The ability to successfully scale is going to blow up blockchain’s popularity and accelerate its widespread use by both individuals and businesses looking to adopt the tech. Until this happens, blockchain’s growth and adoption will most likely, be limited.

Unfortunately, we’re not likely to see this happen soon because businesses are reluctant to adopt the tech for some of their business. And massive adoption is only likely through the frequent use of its products on a massive scale.

Businesses need to be willing to give the tech a try before this can happen. We can only wait to see what happens in the near future as this is resolved.

Cryptocurrency Security Vulnerabilities

Another factor that could be affecting the tech and the popularity of cryptos as a whole, is the security of cryptos and blockchain.

Blockchain itself is quite secure, the only challenge lies in the security of cryptos. For instance, over $1 billion in cryptos were stolen between January and May this year by hackers and cyber criminals.

Even though the bigger part of the stolen cryptos was that of the token Monero (XMR), the reality is other cryptos were also stolen. The sheer volume of those stolen is enough to make people wary of investing in an asset category that the founders can’t even be bothered to properly secure them.

Worse still, the stolen cryptos are hard or almost impossible to trace and recover because not only is Monero a privacy based cryptocurrency, it’s also very hard to trace where the funds went to.

Sure, you may be able to see the originating and destination wallet addresses, but many of these don’t have any verifiable identity behind them. And even if they did, there’s no central database where you can compare the data.

Also, the SEC’s repeated warnings about their inability to help recover any lost cryptos doesn’t engender much trust in cryptos.

Bottom line, crypto security is not yet bulletproof, although many cryptocurrency founders are doing a great job of bolstering the security of their individual tokens and projects.

Tech Adoption Problems

Let’s be honest, unless you’re comfortable or well versed in cryptocurrency and blockchain, chances are that the sector and its many terms sound like gobbledygook.

The sector and the tech itself is currently murky waters to many newbies and intending investors. This has resulted in a slower adoption of the technology; particularly crypto’s underlying technology, the blockchain.

There’s need for a massive education campaign on the viability and usefulness of the technology as well as its very many benefits. Once people understand just how it works, chances are there’ll be a more positive response to the tech, resulting in less volatility.

This will happen because people will see beyond just cryptocurrencies, thus ensuring that the technology becomes better entrenched.

Every new technology goes through a vetting phase when the big money corporations determine if it’s worth the investment or not. Cryptos and its underlying technology is in that phase now.

The good news is that it’s gradually gaining momentum and enjoying a slow but steady growth. In the nearest future, we’re likely to see even more widespread adoption of the technology.

Too Many Cryptocurrencies

And many of them don’t even have proven concepts. This combined with the rising number of ICOs makes it look like the market isn’t a serious one.
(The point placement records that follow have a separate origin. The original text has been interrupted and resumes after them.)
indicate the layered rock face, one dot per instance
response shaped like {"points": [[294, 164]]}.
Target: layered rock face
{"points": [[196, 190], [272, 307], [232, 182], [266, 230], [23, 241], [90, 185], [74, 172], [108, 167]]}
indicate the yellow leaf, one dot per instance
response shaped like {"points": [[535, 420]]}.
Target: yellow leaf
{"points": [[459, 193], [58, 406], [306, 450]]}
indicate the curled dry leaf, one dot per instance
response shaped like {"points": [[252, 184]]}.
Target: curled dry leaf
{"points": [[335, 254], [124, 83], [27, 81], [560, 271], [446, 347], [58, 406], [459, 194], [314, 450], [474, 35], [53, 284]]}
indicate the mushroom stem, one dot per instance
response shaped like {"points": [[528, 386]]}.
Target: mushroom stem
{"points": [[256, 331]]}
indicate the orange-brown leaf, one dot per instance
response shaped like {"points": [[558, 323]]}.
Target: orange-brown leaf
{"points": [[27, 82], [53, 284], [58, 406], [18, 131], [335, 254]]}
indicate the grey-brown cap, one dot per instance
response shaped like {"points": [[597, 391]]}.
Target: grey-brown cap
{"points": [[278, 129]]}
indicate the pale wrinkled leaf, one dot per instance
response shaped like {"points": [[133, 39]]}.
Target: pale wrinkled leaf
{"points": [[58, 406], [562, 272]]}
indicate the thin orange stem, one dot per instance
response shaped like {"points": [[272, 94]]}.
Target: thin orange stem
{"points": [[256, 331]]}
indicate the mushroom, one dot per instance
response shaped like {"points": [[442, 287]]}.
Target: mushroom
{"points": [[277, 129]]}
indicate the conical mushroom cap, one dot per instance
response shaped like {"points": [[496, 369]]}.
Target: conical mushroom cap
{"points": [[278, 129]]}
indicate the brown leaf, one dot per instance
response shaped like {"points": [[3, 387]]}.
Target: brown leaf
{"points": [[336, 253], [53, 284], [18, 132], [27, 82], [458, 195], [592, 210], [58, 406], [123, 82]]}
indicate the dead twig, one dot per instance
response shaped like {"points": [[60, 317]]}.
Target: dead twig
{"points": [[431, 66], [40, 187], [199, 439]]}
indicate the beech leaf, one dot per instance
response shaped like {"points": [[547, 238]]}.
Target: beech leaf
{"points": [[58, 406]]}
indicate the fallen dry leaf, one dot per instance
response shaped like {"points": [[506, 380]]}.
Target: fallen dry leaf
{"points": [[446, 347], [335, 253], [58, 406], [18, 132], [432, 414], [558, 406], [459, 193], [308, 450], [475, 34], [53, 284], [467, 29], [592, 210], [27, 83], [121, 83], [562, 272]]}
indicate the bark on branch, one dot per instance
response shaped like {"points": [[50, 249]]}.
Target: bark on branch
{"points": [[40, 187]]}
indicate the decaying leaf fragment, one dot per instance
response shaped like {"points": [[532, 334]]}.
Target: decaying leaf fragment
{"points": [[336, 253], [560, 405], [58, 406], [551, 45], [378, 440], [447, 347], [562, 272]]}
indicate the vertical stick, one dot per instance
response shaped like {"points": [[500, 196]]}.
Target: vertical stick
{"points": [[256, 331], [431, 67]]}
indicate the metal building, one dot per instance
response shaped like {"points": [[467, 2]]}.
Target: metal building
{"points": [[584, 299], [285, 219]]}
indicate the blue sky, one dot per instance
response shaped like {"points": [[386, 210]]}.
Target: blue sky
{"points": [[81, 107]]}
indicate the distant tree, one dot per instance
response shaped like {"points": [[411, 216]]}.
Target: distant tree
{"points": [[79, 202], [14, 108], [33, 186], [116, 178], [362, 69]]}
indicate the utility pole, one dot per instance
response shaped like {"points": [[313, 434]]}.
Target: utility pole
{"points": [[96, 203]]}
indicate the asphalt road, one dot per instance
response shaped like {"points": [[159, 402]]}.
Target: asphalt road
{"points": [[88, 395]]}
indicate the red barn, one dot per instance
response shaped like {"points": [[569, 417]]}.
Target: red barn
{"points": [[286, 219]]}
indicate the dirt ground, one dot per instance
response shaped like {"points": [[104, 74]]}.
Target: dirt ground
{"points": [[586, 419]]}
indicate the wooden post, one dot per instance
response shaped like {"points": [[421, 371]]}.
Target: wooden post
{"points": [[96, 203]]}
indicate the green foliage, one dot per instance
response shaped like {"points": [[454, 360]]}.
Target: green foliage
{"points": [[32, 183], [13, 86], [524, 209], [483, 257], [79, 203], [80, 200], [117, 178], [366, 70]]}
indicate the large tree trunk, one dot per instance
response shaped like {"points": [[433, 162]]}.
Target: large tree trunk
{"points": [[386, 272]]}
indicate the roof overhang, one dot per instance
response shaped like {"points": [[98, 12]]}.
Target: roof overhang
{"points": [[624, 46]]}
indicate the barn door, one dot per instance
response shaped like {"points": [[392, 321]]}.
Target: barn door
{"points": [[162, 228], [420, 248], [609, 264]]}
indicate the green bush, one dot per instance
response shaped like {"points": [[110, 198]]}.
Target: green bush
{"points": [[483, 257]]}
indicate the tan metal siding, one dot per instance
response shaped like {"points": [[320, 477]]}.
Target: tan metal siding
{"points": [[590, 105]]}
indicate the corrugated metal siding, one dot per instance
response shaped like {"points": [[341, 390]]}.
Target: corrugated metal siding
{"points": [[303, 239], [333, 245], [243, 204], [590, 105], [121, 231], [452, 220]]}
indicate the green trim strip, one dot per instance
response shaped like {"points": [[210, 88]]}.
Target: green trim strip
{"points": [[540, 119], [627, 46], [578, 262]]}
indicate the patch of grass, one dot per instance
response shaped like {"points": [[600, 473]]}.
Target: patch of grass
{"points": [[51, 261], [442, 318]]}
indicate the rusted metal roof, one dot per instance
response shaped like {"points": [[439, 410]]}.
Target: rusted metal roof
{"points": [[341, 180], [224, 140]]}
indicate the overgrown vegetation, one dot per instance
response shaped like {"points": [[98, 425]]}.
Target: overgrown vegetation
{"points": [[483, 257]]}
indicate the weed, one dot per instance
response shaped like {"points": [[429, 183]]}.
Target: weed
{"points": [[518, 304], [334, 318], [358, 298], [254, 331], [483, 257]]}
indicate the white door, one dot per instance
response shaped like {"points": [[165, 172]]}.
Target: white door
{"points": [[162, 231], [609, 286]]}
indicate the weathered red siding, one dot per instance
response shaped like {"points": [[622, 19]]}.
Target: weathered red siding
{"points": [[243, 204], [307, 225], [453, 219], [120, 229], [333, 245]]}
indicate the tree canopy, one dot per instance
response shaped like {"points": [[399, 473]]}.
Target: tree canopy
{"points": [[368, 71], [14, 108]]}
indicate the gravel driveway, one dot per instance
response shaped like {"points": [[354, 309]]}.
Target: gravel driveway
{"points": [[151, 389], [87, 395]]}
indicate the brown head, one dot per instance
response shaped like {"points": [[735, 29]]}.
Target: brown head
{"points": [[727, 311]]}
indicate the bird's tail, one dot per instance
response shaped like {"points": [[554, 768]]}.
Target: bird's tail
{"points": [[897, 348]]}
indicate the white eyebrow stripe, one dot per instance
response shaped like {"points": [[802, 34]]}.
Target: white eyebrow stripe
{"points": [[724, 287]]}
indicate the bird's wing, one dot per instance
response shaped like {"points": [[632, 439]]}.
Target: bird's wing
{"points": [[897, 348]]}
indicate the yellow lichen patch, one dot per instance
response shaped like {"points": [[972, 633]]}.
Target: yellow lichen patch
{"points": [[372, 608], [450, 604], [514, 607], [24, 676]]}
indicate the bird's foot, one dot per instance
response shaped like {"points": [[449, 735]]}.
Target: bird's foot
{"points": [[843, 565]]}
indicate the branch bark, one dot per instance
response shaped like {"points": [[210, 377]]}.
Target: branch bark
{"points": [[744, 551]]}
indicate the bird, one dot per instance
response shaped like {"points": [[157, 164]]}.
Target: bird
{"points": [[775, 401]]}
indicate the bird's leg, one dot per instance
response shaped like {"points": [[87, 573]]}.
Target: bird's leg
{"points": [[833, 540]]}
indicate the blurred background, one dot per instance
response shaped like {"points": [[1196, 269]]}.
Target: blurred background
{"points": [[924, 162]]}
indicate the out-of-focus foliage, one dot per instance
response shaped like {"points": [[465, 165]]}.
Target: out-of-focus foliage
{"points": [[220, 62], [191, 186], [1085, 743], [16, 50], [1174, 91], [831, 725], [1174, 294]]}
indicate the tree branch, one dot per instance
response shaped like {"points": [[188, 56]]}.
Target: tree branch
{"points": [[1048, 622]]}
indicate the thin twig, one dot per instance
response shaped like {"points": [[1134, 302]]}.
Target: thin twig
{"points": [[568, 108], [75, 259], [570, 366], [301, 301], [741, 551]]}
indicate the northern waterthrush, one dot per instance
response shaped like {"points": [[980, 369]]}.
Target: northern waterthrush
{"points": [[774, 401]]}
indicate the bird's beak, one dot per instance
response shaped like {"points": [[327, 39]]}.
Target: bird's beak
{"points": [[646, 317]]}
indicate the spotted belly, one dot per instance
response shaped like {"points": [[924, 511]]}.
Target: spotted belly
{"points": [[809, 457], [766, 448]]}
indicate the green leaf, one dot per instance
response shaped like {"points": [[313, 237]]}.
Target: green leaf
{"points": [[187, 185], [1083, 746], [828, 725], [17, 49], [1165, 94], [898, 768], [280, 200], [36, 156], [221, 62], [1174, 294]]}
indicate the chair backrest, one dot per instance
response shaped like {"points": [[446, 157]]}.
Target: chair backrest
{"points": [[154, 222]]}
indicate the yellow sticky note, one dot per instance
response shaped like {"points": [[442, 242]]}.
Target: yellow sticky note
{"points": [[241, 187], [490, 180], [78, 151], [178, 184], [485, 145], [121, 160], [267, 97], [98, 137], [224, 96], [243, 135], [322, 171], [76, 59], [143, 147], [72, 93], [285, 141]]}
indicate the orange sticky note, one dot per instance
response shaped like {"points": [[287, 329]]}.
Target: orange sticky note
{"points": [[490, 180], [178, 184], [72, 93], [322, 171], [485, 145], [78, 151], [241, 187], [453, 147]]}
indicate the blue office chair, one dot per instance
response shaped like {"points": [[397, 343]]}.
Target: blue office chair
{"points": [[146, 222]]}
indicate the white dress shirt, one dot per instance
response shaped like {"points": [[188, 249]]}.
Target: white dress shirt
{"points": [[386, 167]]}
As a result, there’s little or no investor confidence in the industry.

There’s no vetting or validation process for many of these cryptos. Unlike the stock exchange where shares are issued after a company is established and proven itself worthy, ICOs and cryptos are not.

This has resulted in the rising spate of scam coins strictly designed to fleece people of their hard earned monies. Many of these coins haven’t grown beyond the idea phase.

Once there’s a way to vet all new coins and an industry standard of sorts established, more investors will be interested in investing. Until then, all intending investors have to do their due diligence.